Cette critique de l’enseignement supérieur est donc non seulement fausse, mais aussi malhonnête : elle dédouane le patronat de sa lourde responsabilité en termes de chômage et de précarité. Si toutes les statistiques montrent que le diplôme reste le meilleur bouclier contre le chômage, la période d’instabilité que connaissent les jeunes diplômés à la sortie de leurs études a tendance à s’allonger. De la même manière, la sous-qualification (c’est à dire le fait d’être embauché sur un poste requérant des qualifications moins élevées que celles dont on dispose) est aujourd’hui chose courante. On parle ici de docteurs sous-payés, d’ingénieurs embauchés sur postes de techniciens ou encore de diplômés de licence contraints à se tourner vers des emplois très peu qualifiés. Ce phénomène conduit au gâchis des talents et des compétences, et condamne des branches professionnelles entières à la stagnation.

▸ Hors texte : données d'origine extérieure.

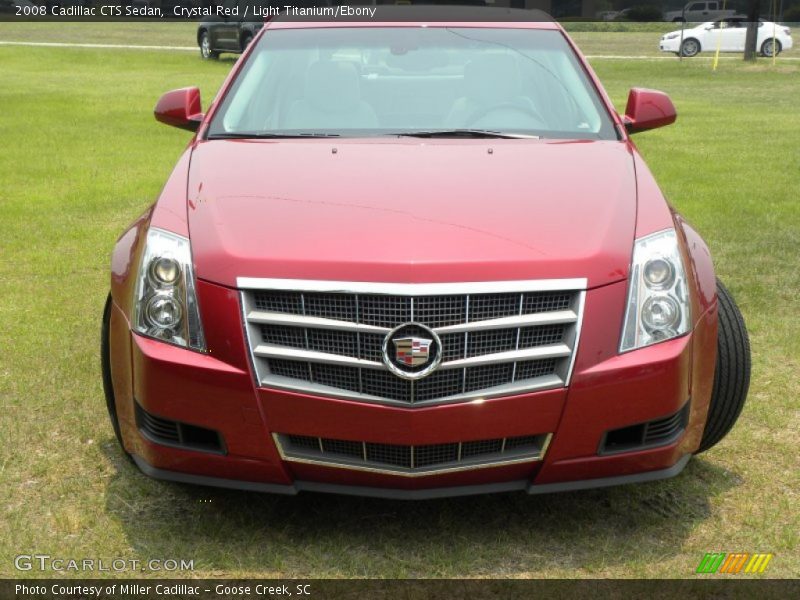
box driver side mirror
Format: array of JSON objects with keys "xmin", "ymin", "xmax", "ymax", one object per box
[
  {"xmin": 153, "ymin": 87, "xmax": 204, "ymax": 131},
  {"xmin": 622, "ymin": 88, "xmax": 678, "ymax": 133}
]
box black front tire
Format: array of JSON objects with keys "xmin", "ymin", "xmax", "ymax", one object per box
[
  {"xmin": 100, "ymin": 294, "xmax": 131, "ymax": 459},
  {"xmin": 681, "ymin": 38, "xmax": 700, "ymax": 58},
  {"xmin": 761, "ymin": 38, "xmax": 783, "ymax": 58},
  {"xmin": 697, "ymin": 280, "xmax": 751, "ymax": 453}
]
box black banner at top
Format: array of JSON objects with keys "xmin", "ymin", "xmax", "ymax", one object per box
[{"xmin": 0, "ymin": 0, "xmax": 788, "ymax": 24}]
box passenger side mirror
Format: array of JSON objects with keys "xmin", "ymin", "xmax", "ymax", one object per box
[
  {"xmin": 622, "ymin": 88, "xmax": 678, "ymax": 133},
  {"xmin": 153, "ymin": 87, "xmax": 204, "ymax": 131}
]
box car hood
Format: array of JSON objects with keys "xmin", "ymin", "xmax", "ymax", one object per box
[{"xmin": 188, "ymin": 138, "xmax": 636, "ymax": 287}]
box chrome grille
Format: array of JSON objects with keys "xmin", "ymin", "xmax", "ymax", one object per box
[
  {"xmin": 273, "ymin": 434, "xmax": 550, "ymax": 476},
  {"xmin": 239, "ymin": 279, "xmax": 586, "ymax": 405}
]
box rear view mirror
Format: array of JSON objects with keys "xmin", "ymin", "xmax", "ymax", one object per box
[
  {"xmin": 153, "ymin": 87, "xmax": 203, "ymax": 131},
  {"xmin": 622, "ymin": 88, "xmax": 678, "ymax": 133}
]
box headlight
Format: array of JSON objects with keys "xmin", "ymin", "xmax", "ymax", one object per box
[
  {"xmin": 619, "ymin": 229, "xmax": 691, "ymax": 352},
  {"xmin": 133, "ymin": 227, "xmax": 206, "ymax": 352}
]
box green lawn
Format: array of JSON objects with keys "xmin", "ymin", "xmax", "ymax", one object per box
[{"xmin": 0, "ymin": 28, "xmax": 800, "ymax": 577}]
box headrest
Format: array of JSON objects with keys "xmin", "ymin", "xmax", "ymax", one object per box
[
  {"xmin": 464, "ymin": 54, "xmax": 520, "ymax": 104},
  {"xmin": 306, "ymin": 60, "xmax": 361, "ymax": 112}
]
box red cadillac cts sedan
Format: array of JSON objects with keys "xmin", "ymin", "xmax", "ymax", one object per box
[{"xmin": 102, "ymin": 13, "xmax": 750, "ymax": 499}]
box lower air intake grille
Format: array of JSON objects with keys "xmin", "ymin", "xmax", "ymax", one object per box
[
  {"xmin": 135, "ymin": 403, "xmax": 225, "ymax": 453},
  {"xmin": 275, "ymin": 434, "xmax": 550, "ymax": 475}
]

A l’inverse, déqualifier des postes permet au patronat de sous-estimer la valeur du travail effectué et donc de gagner en marges financières.
“ Effacer le travail, effacer les intelligences et énergies à l’origine de toute richesse, voilà l’équation première du capitalisme, le tour de passe-passe entretenant en permanence le mythe fondateur du « self-made man ».”
En fait, le patronat a tout intérêt à employer des salariés dotés de hautes qualifications, sans les leur reconnaître. C’est tout le sens de la bataille menée par les libéraux autour des Unités d’Enseignement (UE) et des parcours d’études personnalisés. Ainsi, on rend les parcours d’études spécifiques à chaque individu, ce qui empêche toute protection collective. On rend les qualifications illisibles et inopérantes, et on laisse le soin au seul patronat d’évaluer le travail. Effacer le travail, effacer les intelligences et énergies à l’origine de toute richesse, voilà l’équation première du capitalisme, le tour de passe-passe entretenant en permanence le mythe fondateur du « self-made man ». C’est bien parce que les jeunes constituent une force productive indispensable au capitalisme de demain que l’idéologie dominante entretient en permanence les poncifs sur les étudiants flemmards, les jeunes ne cherchant pas d’emploi… Et c’est bien parce qu’il a vitalement besoin des savoirs et savoir-faire acquis par des milliers de jeunes dans l’enseignement supérieur que le patronat met autant d’énergie à les masquer et à les dévaluer.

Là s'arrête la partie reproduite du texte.